Mr. Wriford jumped up and waved his arms and laughed aloud and then cried: "That was all right. Now I'm not caring! Now I'm living!"
"Why, look you, my loony," said Mr. Puddlebox, beaming upon him with immense delight, "look you, that was very much all right; and that is why I return praise for it. We might have been killed in falling from there, but most certainly we are not killed; and if we had not fallen we should still be up there, and how I should have found heart to make such a devil of a leap I am not at all aware. Here we are down and nothing the worse save for this disaster that, curse me, my whisky is gone again. Thus there is cause for praise in everything, as I have told you, and in this fall such mighty good cause as I shall challenge you or any man to look at that roof and deny. Now," continued Mr. Puddlebox, getting to his feet, "do you beat your head again, boy, or do we proceed to the farmhouse?"
Mr. Wriford said seriously, "No, I'm damned if I beat my head now, because that time I didn't stop and didn't think except just for a second when we were falling, and then I couldn't stop even if I'd wanted to. No, I'm damned if I beat my head this time."
"What it is," said Mr. Puddlebox, emptying his tail-pocket of the broken whisky bottle, and proceeding with Mr. Wriford towards the farmhouse, "what it is, is that you are damned if you do beat your head—that is, you are spooked, loony, which is the same thing."
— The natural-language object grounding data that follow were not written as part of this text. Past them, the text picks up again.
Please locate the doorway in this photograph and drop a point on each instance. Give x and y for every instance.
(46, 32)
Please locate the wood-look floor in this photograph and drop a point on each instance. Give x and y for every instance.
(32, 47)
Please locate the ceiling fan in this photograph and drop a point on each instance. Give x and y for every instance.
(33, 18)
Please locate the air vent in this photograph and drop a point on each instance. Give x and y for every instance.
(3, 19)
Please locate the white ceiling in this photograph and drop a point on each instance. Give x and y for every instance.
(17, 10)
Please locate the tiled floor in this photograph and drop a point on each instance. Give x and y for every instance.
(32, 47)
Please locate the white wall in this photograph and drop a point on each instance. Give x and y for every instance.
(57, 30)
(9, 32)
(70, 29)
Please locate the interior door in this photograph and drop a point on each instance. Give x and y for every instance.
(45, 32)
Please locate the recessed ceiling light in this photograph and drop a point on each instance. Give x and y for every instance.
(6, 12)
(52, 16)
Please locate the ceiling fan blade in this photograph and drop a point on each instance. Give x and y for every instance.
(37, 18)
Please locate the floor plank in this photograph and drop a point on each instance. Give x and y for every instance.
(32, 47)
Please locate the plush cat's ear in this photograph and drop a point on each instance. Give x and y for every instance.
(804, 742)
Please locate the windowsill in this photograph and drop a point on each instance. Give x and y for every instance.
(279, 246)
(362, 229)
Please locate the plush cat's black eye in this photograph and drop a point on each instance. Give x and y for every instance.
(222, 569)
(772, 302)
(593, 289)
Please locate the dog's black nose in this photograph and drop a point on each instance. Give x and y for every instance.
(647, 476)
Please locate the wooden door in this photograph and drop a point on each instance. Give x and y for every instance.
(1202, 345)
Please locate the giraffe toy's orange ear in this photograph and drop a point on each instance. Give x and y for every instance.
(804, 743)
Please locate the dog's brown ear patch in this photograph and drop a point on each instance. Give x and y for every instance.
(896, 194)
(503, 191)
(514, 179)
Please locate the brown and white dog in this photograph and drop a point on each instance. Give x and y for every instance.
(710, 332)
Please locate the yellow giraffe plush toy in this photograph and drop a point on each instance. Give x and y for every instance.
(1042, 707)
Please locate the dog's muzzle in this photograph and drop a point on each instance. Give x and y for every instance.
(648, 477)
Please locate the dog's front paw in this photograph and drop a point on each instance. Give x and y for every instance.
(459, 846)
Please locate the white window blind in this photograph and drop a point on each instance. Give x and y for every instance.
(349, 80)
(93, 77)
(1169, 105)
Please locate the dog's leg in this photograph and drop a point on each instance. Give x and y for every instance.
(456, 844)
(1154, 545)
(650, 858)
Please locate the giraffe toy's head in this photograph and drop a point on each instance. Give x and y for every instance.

Mr. Wriford paid no apparent attention to this, but his glee at believing that, as he had said, he now was not caring and now was living, gave an excited fierceness to his share in their immediate behaviour, which now became very extraordinary.
CHAPTER VII
PROFOUND ATTACHMENT TO HIS FARM OF A FARMER
I
The front door of the farmhouse, embowered in a porch, was found to be on the side further from the strawyard. A fine knocker, very massive, hung upon the door, and this Mr. Puddlebox now seized and operated very loudly, with effect of noise which, echoing through the silent house and through the still air of early morning, would in former circumstances have utterly horrified Mr. Wriford and have put him to panic-stricken flight in very natural apprehension of what it would bring forth. Now, however, it had no other effect upon him than first to make him give a nervous gasp and nervous laugh of nervous glee, and next himself to seize the knocker and put into it all the determination of those old days forever ended and these new days of freedom in which he cared for nothing and for nobody now begun.
Fiercely Mr. Wriford knocked until his arm was tired and then flung down the knocker with a last crash and turned on Mr. Puddlebox a flushed face and eyes that gleamed. "I don't care a damn what happens!" he cried.